Quoted from CrazyLevi:it's inevitable that they would want to completely re-engineer and re-design that lemon so that it runs longer than a $20 DVD player
You have the best way with words . I have to respectfully disagree though ... I don't think it'd take much to re-engineer the game. This is all opinion ...
As far as mechanical assemblies, the pop bumpers, ball trough, and flippers (with the exception of the way the whole flipper mounts to the playfield) are all based on existing designs. I think the slingshots could also use WPC-like assemblies w/o much modification. They used the old Data East style of pop bumpers (I actually like those).
Alien's big weakness is the IO cards. They're over-engineered CPU and solenoid driver wise (though much of the overcurrent detection circuits are disabled ... all of that stuff could be replaced with a fuse). I tend to think that the CPU they chose on the node boards was picked to handle driving the lamps (just a hunch ... that CPU is a lot of horsepower to simply read switch states, fire solenoids, and drive lamps). The game requires 4 of those ... that drives up the cost significantly.
The mini USB connector was a bad choice too ... that's a frequent failure point. The big-ass PCBs to mount lamps and switches isn't all that good too (some of the trace widths are supposedly very narrow ... that is not good in a pinball machine where there are lots of vibrations and you have a 6 mil trace connected to a via ... the trace can easily be broken at those kinds of connections). Plus throwing a USB hub into the mix isn't all that good for reliability (vibrations mean that you have a pretty good chance one of the ports could make intermittent contact).

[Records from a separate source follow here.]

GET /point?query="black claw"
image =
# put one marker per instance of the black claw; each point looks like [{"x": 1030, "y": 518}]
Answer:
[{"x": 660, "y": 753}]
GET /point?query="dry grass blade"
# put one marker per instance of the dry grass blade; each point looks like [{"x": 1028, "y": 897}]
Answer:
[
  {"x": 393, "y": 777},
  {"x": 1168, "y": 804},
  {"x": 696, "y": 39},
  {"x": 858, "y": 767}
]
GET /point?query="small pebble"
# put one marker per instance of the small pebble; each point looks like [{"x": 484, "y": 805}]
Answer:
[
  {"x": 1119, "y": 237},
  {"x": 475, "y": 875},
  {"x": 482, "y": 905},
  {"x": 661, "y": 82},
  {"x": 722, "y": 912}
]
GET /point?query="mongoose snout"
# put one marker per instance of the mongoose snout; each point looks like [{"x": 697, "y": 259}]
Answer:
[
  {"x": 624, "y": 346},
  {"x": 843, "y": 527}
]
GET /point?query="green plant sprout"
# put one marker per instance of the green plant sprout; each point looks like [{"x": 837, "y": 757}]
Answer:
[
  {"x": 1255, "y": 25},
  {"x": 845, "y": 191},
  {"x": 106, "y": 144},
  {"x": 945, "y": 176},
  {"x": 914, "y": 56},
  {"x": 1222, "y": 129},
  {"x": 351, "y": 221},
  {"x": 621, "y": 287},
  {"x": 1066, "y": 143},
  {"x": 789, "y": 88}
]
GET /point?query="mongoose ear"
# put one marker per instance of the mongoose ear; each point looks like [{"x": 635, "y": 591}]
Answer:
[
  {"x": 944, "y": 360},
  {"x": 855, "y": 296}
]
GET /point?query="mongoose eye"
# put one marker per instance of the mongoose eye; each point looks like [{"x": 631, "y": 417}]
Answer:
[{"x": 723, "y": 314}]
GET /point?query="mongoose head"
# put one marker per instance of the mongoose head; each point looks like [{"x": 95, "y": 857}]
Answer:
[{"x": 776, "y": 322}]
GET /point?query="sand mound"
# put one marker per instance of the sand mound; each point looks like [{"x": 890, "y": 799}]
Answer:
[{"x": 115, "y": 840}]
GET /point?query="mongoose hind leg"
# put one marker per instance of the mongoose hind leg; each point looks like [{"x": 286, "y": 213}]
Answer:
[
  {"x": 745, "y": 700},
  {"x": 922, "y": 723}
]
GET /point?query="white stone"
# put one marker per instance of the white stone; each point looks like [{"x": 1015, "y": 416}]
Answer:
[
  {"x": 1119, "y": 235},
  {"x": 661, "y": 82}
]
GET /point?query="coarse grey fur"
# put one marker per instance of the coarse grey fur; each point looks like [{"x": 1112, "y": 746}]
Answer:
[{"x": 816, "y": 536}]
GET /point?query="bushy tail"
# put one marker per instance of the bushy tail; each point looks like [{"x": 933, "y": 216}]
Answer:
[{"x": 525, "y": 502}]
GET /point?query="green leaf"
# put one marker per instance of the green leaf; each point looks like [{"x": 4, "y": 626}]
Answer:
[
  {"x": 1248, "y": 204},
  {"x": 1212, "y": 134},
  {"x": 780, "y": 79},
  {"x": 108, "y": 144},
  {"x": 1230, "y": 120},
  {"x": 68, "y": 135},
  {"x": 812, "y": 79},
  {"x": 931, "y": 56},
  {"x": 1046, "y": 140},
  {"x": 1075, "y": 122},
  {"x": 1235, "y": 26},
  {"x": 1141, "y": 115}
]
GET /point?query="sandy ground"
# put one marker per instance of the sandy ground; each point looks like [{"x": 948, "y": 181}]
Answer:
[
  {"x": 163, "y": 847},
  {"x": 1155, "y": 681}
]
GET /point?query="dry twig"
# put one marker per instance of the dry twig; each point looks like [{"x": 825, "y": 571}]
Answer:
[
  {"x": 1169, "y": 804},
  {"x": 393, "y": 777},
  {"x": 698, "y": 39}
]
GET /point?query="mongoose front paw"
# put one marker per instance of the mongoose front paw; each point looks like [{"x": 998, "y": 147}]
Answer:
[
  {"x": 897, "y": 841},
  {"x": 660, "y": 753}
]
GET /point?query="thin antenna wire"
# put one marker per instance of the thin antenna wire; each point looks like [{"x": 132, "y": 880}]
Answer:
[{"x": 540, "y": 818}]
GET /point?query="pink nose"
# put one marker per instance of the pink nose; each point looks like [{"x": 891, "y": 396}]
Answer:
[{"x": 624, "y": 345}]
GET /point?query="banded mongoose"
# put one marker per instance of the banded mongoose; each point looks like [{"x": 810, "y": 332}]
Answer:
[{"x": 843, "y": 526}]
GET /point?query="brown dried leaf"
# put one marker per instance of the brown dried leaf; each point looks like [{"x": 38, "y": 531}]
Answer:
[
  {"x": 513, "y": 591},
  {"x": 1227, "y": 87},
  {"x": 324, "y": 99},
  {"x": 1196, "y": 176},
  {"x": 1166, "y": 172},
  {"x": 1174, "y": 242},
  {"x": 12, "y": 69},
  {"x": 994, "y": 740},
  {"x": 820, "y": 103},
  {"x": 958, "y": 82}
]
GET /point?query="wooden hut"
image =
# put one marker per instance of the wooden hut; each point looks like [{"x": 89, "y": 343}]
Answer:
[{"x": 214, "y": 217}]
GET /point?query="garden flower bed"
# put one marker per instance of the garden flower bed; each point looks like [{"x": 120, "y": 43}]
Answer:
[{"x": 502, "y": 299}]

However, I don't think it'd take much to engineer something reliable + you wouldn't need to touch the main computer that runs the whole show. When the Alien computer talks to the IO cards, it is talking to a USB chip that converts the USB packets into UART signals. The node CPU reads these like any other UART. It checks to see if the packet is destined for a particular node by checking some node address bits tied to GPIO on the CPU. You could, and I don't think this would take much, make a single board almost like a WPC driver board, to accept all of that information, translate it, and fire the proper solenoids, lamps, and switch reads without having to touch the game's main software ... this wouldn't be that difficult if you had access to the USB packet protocol Heighway used.
One final note, I wouldn't be surprised if Alien could run on any AMD A10 based computer ... they seemed to pick the motherboard they chose since it had 4 DVI ports. You *really* only need two display outputs (the in-playfield display is a mirror of the backbox display ... the other port would be for the airlock display). That opens the door to using a far less expensive CPU mobo.
I think it would all come down to sales projections overall ... the game is ripe for cost reduction and, ironically, the cost reductions would make the game as reliable as any modern Stern or WPC pin out there. There would be upfront engineering costs, but they wouldn't be all that bad. It all comes down to the number of people that would buy the game ... they'd still have to sell MM and AFM numbers to make it worth their while.